As I was preparing for the trip, I could not find anyone who was willing to house the boxes of my belongings, and I couldn't afford to keep my apartment in Ohio while staying overseas. I didn't have enough money to rent a storage unit, so when I left with the kids to go visit their father, I walked out and left everything I owned behind in the apartment that I was losing. My pictures, my household items, and all the clothes that didn't fit into one suitcase were left behind. Since there was no one to keep them while I was gone, I had no choice. I did it because I felt bad for him - I'll call him Ahmed. I knew how I would feel if I hadn't been able to see my children for 4 years, and I felt really bad for him. I put his feelings above the feelings of my own daughter, who was dead-set against going to see him. I also felt that they needed to know who their father was, since they were too young to remember much about him when he was arrested and taken away to jail.
I was so wrong.
We arrived in his country on April 12, 2006. We went to his house and promptly fell asleep from the 2-day trip. The next day, the kids awoke with enthusiasm and high expectations, because he had made so many promises to them on the phone in the previous 6 months. He had promised my son that he would wrestle with him and teach him to play soccer. My son's favorite game was "horsey" - where I would get down on hands and knees, he would climb onto my back, and he would ride his "horsey" around the house, telling me where to go and what to do. Ahmed promised to play horsey with him, and he was too excited about that.
As we were preparing for the trip, Ahmed told me not to bring any clothes for the kids because he had money, and when we arrived, he would buy them all brand new clothes. My daughters were eager to go shopping and get some new clothes, as money had been very tight while he was in jail, and it had been a while since they had gotten any new clothes. He promised my oldest daughter a cell phone of her very own, and he told my middle daughter that he would get her the horse that she had been wanting for so long.
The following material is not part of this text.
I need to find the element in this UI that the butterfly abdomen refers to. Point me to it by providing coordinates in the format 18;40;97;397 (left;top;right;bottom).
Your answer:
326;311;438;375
Enthusiasm soon turned to tears, however, all in the first day after our arrival. After the kids woke up on that first day and ate breakfast, they ran to Ahmed and wanted to play with him. He was sitting on his bed reading his Arabic newspaper, and he didn't want to be bothered. When they persisted in seeking his attention, he threw his newspaper across the room, grabbed my little 5-year-old boy and threw him off the bed and screamed, "Get away from me! I don't play anymore! Go away!".
I had always given attention to my children whenever they needed it, so they, of course, didn't understand that Ahmed wasn't joking. So, they persisted. They climbed back up on the bed and again asked to go play with him, asked for him to tickle them, and asked to go outside with him. Now he was enraged, because they didn't listen and go away immediately as he had instructed. He got more violent, and he hit each and every one of them and pushed them out of the room and shut the door.
They were stunned and hurt. They all cried. I yelled at him, asking him how he could treat them like that after not having seen them for FOUR YEARS! He could care less, however, and started blaming me for raising "his" children to be so disrespctful. He told me "Here, children listen to adults the first time, without ever talking back or saying a word. Children are not allowed to speak to adults, other than when asked a question or spoken to. You've made my children bad. No child should ever have to be told twice to go away".
He had missed the point. It wasn't about whether they know how listen to adults, it was about the fact that they wanted to be near him, and he responded with cruelness and violence. Their feelings didn't matter at all to him. The worst part was that he hit them. He had said on the phone for the previous 6 months, that he was a "changed man" and that he would not hit anymore. And now here we were - in his country, on the first day, and he hit them. I was irate. I knew immediately that I had made the wrong choice, and that I should not have brought them to his country to see him.